Francesca Santucci
LA
LUNGA NOTTE
(AA.vv.,
I edizione Premio Letterario "Donna e donne",
Edigio' 2007)
Ormai si era nella
stagione dei Pesci; da tempo la neve aveva
abbandonato i campi per lasciare spazio alla
fioritura delle primule, dei ciclamini selvatici
e delle erbe novelle, e già s’intravedeva
qualche sparuto stormo d’uccelli che
s’avventurava in ritorno.
Ero calma, stranamente calma, mentre mi lasciavo
sfiorare dalle leggere folate del vento notturno
che s’insinuavano prepotenti attraverso le
imposte socchiuse, distogliendomi dal mio
incanto e riprecipitandomi nell’abisso dei
pensieri (e dei ricordi).
Ripensavo all’oggi trascorso; era stato il mio
compleanno, ma chi mi aveva dato la vita per la
prima volta non aveva festeggiato con me la mia
nascita: mia madre mancava, ormai, da diversi
mesi!
Ogni anno lei usava comprarmi delle rose ed
accompagnarle con un biglietto, sempre con la
stessa frase:
- A te che sei la rosa più bella del mio
giardino! -
Ma io mi schernivo dicendo che era lei la rosa
più bella, e lo era davvero!
Una volta avevo anche composto una poesia in
tema, intitolandola proprio “La rosa più bella”:
avevo visto i suoi occhi colore di smeraldo
diventare lucenti di gioia e d’orgoglio, e m’ero
commossa ed inorgoglita anch’io.
Qualche mese
fa, d’impulso, un giorno in cui ero più triste
che mai per la sua perdita, avevo acquistato una
piantina di rosa, un piccolo arbusto semi
rinsecchito.
Mi ero detta:
- Se con la morte non tutto muore, se da
qualche parte qualcosa sopravvive, se lei da
qualche parte in qualche altra forma sopravvive,
riceverò un segno: questa pianta fiorirà! -
Ed ogni giorno ne avevo spiato la crescita, non
mancando mai di darle l’acqua ed il giusto
nutrimento, esponendola bene al sole e
riparandola dalle intemperie, anche se le rose
non sono fragili e sopravvivono persino ai geli
dell’inverno.
Curare quella piantina era stato il mio primo
pensiero del mattino e l’ultimo della sera; le
avevo persino parlato, proprio come si fa con
gli esseri umani (ma non sono, forse, anche i
vegetali creature viventi?), blandendola
amorevolmente, complimentandomi con lei quando
le avevo scoperto i primi teneri boccioli.
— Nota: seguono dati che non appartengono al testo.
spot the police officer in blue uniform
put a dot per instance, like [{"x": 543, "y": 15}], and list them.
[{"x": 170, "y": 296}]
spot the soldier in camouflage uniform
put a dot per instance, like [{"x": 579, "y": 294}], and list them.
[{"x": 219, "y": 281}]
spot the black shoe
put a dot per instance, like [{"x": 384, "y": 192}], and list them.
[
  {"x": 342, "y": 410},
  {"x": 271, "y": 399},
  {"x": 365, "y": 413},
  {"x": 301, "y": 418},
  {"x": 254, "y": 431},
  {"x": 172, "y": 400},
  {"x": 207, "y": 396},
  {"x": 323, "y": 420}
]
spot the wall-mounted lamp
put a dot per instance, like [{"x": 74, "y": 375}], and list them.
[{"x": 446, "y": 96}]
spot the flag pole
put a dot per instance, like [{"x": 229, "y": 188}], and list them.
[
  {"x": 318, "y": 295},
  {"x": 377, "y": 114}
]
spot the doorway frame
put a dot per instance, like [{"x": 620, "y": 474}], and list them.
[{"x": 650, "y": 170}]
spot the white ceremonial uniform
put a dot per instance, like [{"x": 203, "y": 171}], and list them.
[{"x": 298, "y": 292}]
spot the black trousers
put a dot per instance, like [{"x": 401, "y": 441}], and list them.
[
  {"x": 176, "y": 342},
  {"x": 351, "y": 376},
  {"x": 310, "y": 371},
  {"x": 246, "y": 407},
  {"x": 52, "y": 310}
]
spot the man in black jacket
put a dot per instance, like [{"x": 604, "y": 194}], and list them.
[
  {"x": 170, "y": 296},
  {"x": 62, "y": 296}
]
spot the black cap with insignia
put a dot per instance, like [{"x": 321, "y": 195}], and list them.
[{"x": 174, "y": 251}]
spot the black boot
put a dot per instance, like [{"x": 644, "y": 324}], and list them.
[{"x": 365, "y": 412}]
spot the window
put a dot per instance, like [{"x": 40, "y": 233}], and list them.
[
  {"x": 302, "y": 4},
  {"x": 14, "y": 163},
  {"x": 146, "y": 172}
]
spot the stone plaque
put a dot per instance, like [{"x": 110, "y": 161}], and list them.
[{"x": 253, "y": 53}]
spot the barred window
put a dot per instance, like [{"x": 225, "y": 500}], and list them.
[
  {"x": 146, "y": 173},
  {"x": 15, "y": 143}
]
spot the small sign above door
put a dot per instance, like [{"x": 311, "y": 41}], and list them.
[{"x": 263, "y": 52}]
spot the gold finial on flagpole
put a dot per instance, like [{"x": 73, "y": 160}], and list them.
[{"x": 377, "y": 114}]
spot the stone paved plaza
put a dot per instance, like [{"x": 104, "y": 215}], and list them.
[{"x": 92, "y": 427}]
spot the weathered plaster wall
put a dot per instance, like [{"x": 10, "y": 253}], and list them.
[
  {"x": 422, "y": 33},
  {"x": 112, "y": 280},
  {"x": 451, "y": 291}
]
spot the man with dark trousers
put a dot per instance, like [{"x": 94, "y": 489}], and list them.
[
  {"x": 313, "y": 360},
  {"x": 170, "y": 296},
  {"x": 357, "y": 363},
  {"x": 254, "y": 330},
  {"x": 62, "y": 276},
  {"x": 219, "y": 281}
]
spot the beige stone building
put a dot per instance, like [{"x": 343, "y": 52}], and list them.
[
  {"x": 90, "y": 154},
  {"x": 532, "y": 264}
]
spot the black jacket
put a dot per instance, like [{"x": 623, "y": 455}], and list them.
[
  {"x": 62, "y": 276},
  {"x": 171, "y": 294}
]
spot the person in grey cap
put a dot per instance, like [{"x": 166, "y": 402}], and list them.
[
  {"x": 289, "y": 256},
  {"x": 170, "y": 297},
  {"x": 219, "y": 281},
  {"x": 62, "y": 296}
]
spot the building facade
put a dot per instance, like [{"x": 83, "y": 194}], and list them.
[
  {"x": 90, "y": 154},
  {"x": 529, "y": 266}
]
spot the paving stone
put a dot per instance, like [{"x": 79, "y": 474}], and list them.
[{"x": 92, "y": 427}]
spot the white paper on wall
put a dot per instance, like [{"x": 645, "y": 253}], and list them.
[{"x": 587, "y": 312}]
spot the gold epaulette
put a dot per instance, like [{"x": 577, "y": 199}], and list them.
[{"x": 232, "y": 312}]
Anche stamattina, al risveglio, dopo una notte
agitata da incubi, a piedi scalzi, con i capelli
in disordine, la vestaglia che mi fluttuava come
un ectoplasma sulla camicia da notte, il primo
pensiero era stato quello di correre dalla mia
piantina di rose, e nel vento tiepido della
primavera, baciata dal primo sole del mattino,
l’avevo trovata lì, fiorita, ricoperta di
splendidi cuori di velluto fiammeggiante, non
uno, non due, ma tre e quattro e cinque e sei e
sette e otto.
Piangendo di felicità come una bambina, vedendo
come da quel piccolo arbusto era sbocciata una
pianta così rigogliosa, avevo accarezzato molto
delicatamente con le dita le sue rose, ad una ad
una, petalo dopo petalo, sorridendo e piangendo,
poi, d’impulso, le mie carezze erano divenute
baci, prima teneri, poi golosi, avida avevo
iniziato a succhiare un bocciolo, ed un altro,
ed un altro, e ancora, e ancora, e poi i baci
golosi erano divenuti morsi voraci e
distruttori.
Infine ero arrivata anche alle spine, mordendo
pure quelle e lasciandomi graffiare le labbra, e
macchie rosse del mio sangue, fiammeggiante come
quelle rose, mi avevano sporcato la lingua e il
volto e il colletto della candida camicia da
notte, e si erano confusi ai singhiozzi e al
riso isterico, in un crescendo parossistico
insieme di gioia e di dolore.
Poi la mia furia si era placata ed il giorno era
trascorso.
Ed eccomi qui, ora, seduta accanto alla
finestra, socchiusa contro il davanzale ove era
stato consumato il misfatto (permanevano le
tracce…petali dispersi accarezzati dal vento).